Jordan Ready to Start from Scratch
Posted Oct 1 2001 12:00AM
MJ meets media for first time since return announcement
WASHINGTON, Oct. 1 (AP) -- Michael Jordan's need to play basketball again is stronger than his fear of tarnishing his legacy.
"What I'm trying to do is get that last scratch in."
Speaking in calm, measured tones on a stage set up at the Wizards' practice court, Jordan touched on several subjects related to this comeback -- the second of his career.
He said he is not afraid to fail and does not want to steal the spotlight from the league's younger stars. He also said he considers himself 100 percent fit and plans to play in all 82 of Washington's games.

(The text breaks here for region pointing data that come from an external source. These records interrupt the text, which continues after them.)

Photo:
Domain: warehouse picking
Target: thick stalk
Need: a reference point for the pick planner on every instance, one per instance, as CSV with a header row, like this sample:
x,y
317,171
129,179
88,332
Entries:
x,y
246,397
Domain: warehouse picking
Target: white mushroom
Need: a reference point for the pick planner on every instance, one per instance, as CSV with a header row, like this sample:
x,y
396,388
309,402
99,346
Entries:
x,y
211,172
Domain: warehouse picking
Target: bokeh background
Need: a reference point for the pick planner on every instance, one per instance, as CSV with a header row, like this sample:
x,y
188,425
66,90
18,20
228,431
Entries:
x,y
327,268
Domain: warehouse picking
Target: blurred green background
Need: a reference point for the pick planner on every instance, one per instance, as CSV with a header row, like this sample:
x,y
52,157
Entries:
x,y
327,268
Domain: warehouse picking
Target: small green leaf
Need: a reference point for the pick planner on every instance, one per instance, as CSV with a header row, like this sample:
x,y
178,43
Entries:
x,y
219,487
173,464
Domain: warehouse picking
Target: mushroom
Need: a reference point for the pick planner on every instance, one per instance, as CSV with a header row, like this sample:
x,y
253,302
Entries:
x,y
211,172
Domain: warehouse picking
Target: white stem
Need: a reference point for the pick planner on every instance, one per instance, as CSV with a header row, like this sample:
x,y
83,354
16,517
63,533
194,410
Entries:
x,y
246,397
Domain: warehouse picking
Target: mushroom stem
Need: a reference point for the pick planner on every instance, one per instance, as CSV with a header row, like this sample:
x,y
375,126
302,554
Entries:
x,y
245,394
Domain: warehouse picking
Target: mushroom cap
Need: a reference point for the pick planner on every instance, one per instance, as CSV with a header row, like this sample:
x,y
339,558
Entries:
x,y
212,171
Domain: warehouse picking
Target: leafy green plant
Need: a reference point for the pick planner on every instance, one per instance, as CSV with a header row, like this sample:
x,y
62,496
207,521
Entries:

As for his legacy and the storybook finish to his career with the Chicago Bulls, Jordan said those factors were more important to other people than to him.
"If that was my concern, I wouldn't do this. I'm not afraid to take on a challenge," he said.
He said he will try to take things slowly this season, not trying to do too much too soon. He said the Wizards should improve on last season's record of 19-63, but he'd be "surprised" if Washington was able to win 50 games.
The Wizards will open training camp Tuesday in Jordan's hometown, Wilmington, N.C. Their first regular season game is Oct. 30 in New York against the Knicks at Madison Square Garden.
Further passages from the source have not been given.